Tuesday, February 18, 2020

Seared Pork tenderloin with smoked paprika and oregano 焼き豚フィレ肉、薫製パプリカ、オレガノ味

When I made "pork, potato, and green bean stir fry" from pork tenderloins trimmings, the two prepared pork tenderloins remained. I marinated them in sake (mostly to preserve the meat a bit longer). My default dishes for pork tenderloin are tonkatsu or hirekatsu ヒレカツ, baked in the toaster oven or scallopini. I happened to see this recipe in Milk Street magazine recently, I decided to try it for a change. It is called "seared pork tender loin with smoked paprika and oregano". My wife made PA dutch egg noodles with cream cheese and chopped chives as a accompaniment. This turned out quite good if not outstanding.


This came out just right and tender.


Ingredients: Since this was a sort of test, I only used one pork tenderloin.
One trimmed and prepared pork tenderloin, cut in half crosswise and then cut along the length of the segment leaving 1/4 inch intact (#1). Pound it lightly to flatten to 1/4 inch thick. Season with salt and pepper.
1 tbs neutral oil for searing (I used vegetable oil)

Sauce/marinade (mix all ingrediets):
3 tbs olive oil
1 tbs smoked Paprika (powder).
1/2 tsp sugar
1 tsp dried oregano

1tsp chopped fresh oregano (I did not have it so I didn't add it).

Directions:
Add the oil to a frying pan on medium high flame. When the oil is simmering/near smoking, add the pork and sear one side for 2-3 minutes without moving (#2), flip it over and sear the other side for 2 more minutes (#3), brush the sauce/marinade (I used a spoon to coat the surface with the sauce) (#4), flip again and repeat with the sauce.

I placed the pork on the plate. poured on any juice/sauce from the pan and covered with another identical pate as a lid to let the meat rest. (It could also be covered with aluminum foil for several minutes).

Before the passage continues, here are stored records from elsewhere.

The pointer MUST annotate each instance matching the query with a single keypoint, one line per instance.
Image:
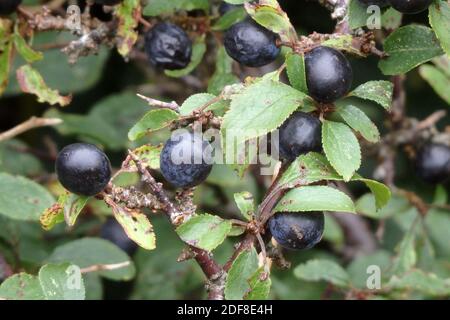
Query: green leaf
(437, 79)
(136, 225)
(272, 17)
(204, 231)
(259, 284)
(261, 108)
(198, 100)
(21, 286)
(127, 13)
(418, 280)
(5, 65)
(242, 269)
(229, 18)
(295, 67)
(314, 167)
(198, 51)
(357, 14)
(408, 47)
(359, 122)
(341, 148)
(159, 7)
(22, 199)
(320, 269)
(152, 120)
(25, 50)
(88, 252)
(377, 91)
(315, 198)
(31, 81)
(439, 16)
(246, 204)
(391, 19)
(61, 282)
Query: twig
(31, 123)
(160, 104)
(105, 267)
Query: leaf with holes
(204, 231)
(31, 81)
(377, 91)
(341, 148)
(315, 198)
(407, 47)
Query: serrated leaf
(259, 284)
(437, 80)
(295, 68)
(88, 252)
(315, 198)
(21, 286)
(271, 16)
(204, 231)
(341, 148)
(25, 50)
(242, 269)
(136, 225)
(198, 51)
(159, 7)
(408, 47)
(418, 280)
(57, 283)
(261, 108)
(152, 120)
(314, 167)
(439, 16)
(320, 269)
(229, 18)
(198, 100)
(246, 204)
(359, 122)
(128, 13)
(377, 91)
(31, 81)
(22, 199)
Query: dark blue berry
(297, 230)
(299, 134)
(226, 7)
(410, 6)
(185, 160)
(9, 6)
(83, 169)
(328, 74)
(168, 46)
(113, 231)
(251, 44)
(433, 163)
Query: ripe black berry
(410, 6)
(108, 2)
(299, 134)
(168, 46)
(251, 44)
(9, 6)
(83, 169)
(297, 230)
(328, 74)
(225, 7)
(113, 231)
(185, 161)
(433, 163)
(380, 3)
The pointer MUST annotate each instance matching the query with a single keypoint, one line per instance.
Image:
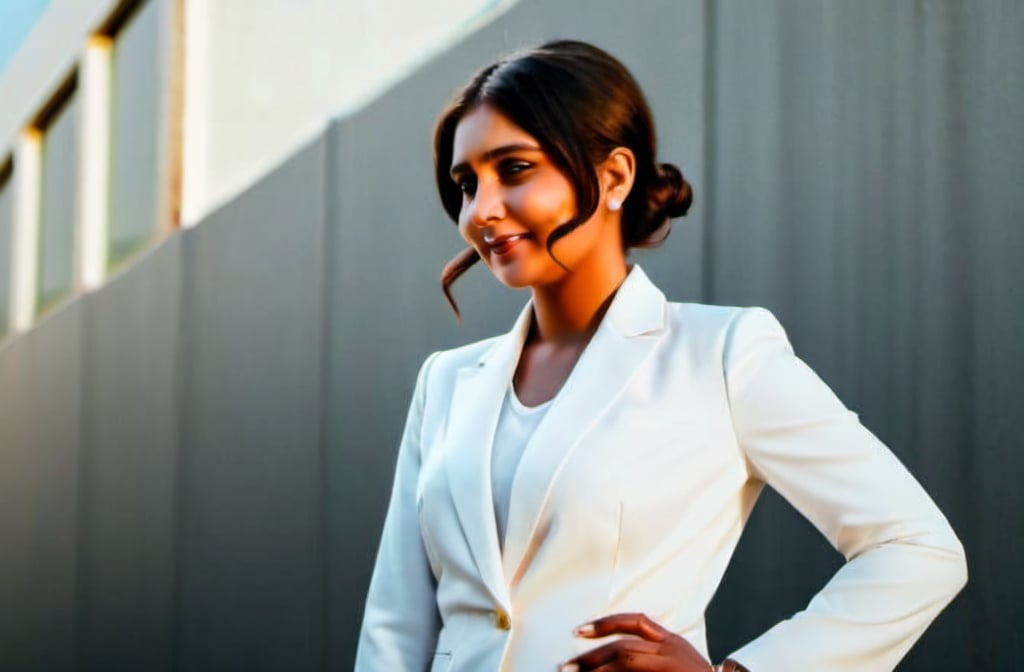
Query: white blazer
(631, 497)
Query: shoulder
(725, 325)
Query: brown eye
(513, 168)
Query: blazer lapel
(623, 341)
(625, 338)
(476, 402)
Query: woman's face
(513, 198)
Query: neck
(567, 311)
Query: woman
(567, 495)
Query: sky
(16, 19)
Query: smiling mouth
(506, 244)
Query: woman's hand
(654, 649)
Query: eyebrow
(494, 155)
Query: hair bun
(670, 195)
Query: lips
(505, 244)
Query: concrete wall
(195, 460)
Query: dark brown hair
(580, 102)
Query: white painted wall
(263, 77)
(45, 57)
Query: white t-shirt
(515, 425)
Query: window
(6, 241)
(57, 199)
(136, 83)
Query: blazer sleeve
(904, 562)
(400, 622)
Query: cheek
(551, 204)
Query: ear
(616, 174)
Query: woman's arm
(400, 622)
(904, 561)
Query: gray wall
(195, 460)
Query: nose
(487, 205)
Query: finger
(620, 651)
(631, 624)
(638, 663)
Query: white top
(515, 425)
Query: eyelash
(507, 168)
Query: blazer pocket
(441, 662)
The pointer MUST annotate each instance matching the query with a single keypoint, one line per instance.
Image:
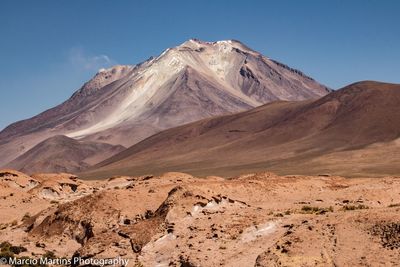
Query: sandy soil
(178, 220)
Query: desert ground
(175, 219)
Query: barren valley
(175, 219)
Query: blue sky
(48, 49)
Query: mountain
(195, 80)
(63, 154)
(353, 131)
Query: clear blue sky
(48, 49)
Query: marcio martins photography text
(200, 133)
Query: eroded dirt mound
(258, 219)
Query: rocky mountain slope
(179, 220)
(63, 154)
(346, 132)
(195, 80)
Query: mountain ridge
(359, 119)
(125, 104)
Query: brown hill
(63, 154)
(346, 132)
(203, 79)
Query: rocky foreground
(179, 220)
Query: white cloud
(79, 58)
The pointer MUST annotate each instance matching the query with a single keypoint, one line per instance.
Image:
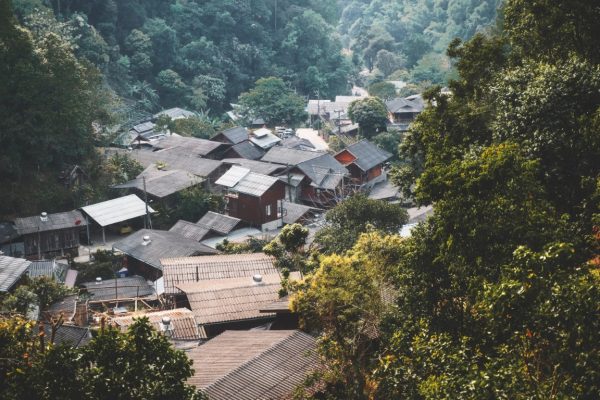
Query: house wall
(52, 242)
(345, 157)
(253, 210)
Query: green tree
(355, 215)
(138, 364)
(370, 114)
(272, 100)
(383, 90)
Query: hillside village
(182, 278)
(267, 199)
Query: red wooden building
(254, 198)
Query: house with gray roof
(315, 177)
(11, 270)
(254, 364)
(235, 135)
(245, 150)
(364, 161)
(161, 184)
(51, 234)
(253, 198)
(146, 247)
(187, 270)
(402, 111)
(120, 289)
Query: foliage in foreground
(139, 364)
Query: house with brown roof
(233, 136)
(364, 161)
(184, 270)
(177, 324)
(233, 303)
(313, 177)
(146, 247)
(252, 365)
(51, 234)
(254, 198)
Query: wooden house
(253, 198)
(364, 161)
(51, 234)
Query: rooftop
(182, 323)
(119, 289)
(236, 299)
(183, 270)
(241, 180)
(116, 210)
(195, 146)
(64, 220)
(235, 135)
(253, 364)
(161, 244)
(172, 158)
(11, 270)
(218, 223)
(175, 113)
(255, 166)
(367, 155)
(287, 156)
(190, 230)
(247, 150)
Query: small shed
(253, 198)
(51, 234)
(146, 247)
(114, 211)
(11, 270)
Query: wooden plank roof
(177, 271)
(253, 364)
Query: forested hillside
(203, 54)
(407, 39)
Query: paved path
(312, 136)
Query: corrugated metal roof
(190, 145)
(56, 221)
(232, 176)
(292, 212)
(239, 179)
(11, 270)
(67, 307)
(175, 113)
(117, 210)
(162, 183)
(367, 154)
(255, 166)
(69, 335)
(235, 135)
(280, 305)
(48, 268)
(286, 156)
(172, 158)
(190, 230)
(253, 364)
(177, 271)
(121, 288)
(183, 323)
(162, 244)
(255, 184)
(218, 223)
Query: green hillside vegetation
(407, 39)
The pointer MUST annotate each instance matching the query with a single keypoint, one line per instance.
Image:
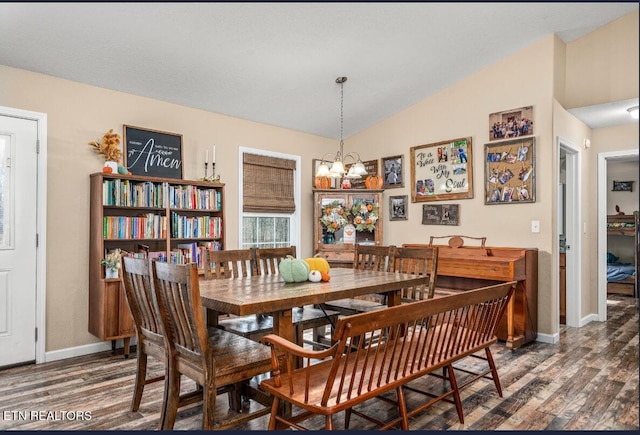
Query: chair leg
(494, 371)
(173, 397)
(141, 374)
(209, 404)
(328, 422)
(402, 408)
(456, 393)
(275, 406)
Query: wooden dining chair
(216, 360)
(137, 283)
(377, 258)
(265, 262)
(417, 261)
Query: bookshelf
(172, 220)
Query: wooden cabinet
(622, 232)
(355, 206)
(165, 218)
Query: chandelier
(337, 170)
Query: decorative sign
(440, 214)
(372, 169)
(152, 153)
(442, 171)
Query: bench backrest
(403, 343)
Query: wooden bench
(411, 341)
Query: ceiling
(276, 63)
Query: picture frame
(440, 214)
(510, 124)
(398, 208)
(152, 153)
(622, 186)
(442, 170)
(510, 176)
(315, 163)
(371, 167)
(393, 172)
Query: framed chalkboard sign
(152, 153)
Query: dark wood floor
(588, 381)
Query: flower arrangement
(112, 260)
(108, 146)
(334, 216)
(365, 215)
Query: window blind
(267, 184)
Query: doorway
(22, 236)
(603, 160)
(569, 236)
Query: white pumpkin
(315, 276)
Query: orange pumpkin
(322, 182)
(373, 182)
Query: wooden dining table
(269, 294)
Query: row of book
(183, 253)
(194, 198)
(200, 227)
(147, 226)
(127, 193)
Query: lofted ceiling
(276, 63)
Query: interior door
(18, 250)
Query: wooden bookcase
(133, 212)
(338, 253)
(623, 230)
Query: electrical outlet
(535, 226)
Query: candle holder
(213, 178)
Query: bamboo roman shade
(267, 184)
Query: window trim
(294, 228)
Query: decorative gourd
(374, 182)
(322, 182)
(318, 263)
(293, 269)
(315, 276)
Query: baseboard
(548, 338)
(588, 319)
(86, 349)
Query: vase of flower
(111, 273)
(111, 264)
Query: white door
(18, 200)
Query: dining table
(270, 294)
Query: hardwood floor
(588, 381)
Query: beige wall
(79, 113)
(603, 66)
(461, 110)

Although the smoked paprika flavor or oregano did not come through strongly (I am sure fresh oregano would have added good oregano flavor but I did not have it), the meat was done perfectly and was flavorful. The next day, I used the meat with avocado slices for sandwiches which was also very good. We may have to repeat this using fresh oregano. This was a different and good way to prepare pork tenderloins.